To get buzz for your own work, first buzz the great work of others.
You might be tempted to think that generating buzz for your work is easy or that it happens randomly and immediately if you’ve put out something especially great.
But that’s not how it works.
If you want to generate buzz, you need to give people something to talk about. And, frankly, you need to invest a lot of time building relationships strong enough to help you get the word out. Yes, the awesomeness of your work might stand on its own, but if nobody knows about it or you’re the only one talking about it, so what?
Realistically, you need others to sing its praises for you. The best way to make that happen is to always be looking for opportunities to generate buzz by promoting the great work of others, including your competitors. This work must start long before you need to buzz your own work. I’m talking years before, not weeks or months.

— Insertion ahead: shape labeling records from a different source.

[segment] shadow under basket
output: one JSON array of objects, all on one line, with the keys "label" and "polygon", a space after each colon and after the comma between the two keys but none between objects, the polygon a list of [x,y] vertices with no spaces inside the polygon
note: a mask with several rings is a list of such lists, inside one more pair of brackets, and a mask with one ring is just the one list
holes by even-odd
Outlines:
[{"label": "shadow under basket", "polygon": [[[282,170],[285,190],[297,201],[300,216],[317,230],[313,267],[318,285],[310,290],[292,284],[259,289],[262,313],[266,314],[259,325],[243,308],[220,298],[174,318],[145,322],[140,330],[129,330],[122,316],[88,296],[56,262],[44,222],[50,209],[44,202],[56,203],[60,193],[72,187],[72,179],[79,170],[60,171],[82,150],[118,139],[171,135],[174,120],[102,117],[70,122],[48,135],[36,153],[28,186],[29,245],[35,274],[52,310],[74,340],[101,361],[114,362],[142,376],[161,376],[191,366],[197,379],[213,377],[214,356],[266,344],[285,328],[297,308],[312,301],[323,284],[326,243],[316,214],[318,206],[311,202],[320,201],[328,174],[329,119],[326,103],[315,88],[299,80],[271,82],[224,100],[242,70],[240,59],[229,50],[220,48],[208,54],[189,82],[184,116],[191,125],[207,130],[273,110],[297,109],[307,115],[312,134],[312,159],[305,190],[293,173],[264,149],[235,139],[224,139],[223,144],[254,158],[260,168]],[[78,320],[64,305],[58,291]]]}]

Also, if you expect everyone you’ve ever helped rise in stature through your supportive marketing and promotion efforts will be willing to reciprocate, you are in for a big letdown. In my experience, only 1 in 10 of those whose work you’ve supported will likely do the same for you in future. It’s surprising to see who steps up to buzz your work and who fades into the distance faster than a winter sunset.
It’s not personal
You can’t take any of this personally. It’s simply the way it is. If you do, your heart will hurt and a tsunami of negative feelings will swamp your soul causing your spirit to sink lower than you ever thought humanly possible. The more you resist accepting this marketing reality, the greater the risk you’ll experience spiritual suicide.
The answer isn’t to limit how much marketing you do for the benefit of others. Indeed, the remedy is to do even more.
But the secret is to do so without expectation and to remain detached from the outcome. Carrying a chip on your shoulder because someone whose work you publicly supported for three years will not even so much as share a tweet on your behalf just isn’t productive.
Yes, feelings do get hurt over situations like this. No, plotting your revenge isn’t productive by any stretch of the imagination.
Buzz is always about generating good feelings and conversational flow. Forget about who’s with you and who’s not. Get out there and find more great work to buzz the hell out of without needing reciprocation or recognition. The universe will take care of the rest and your turn will come.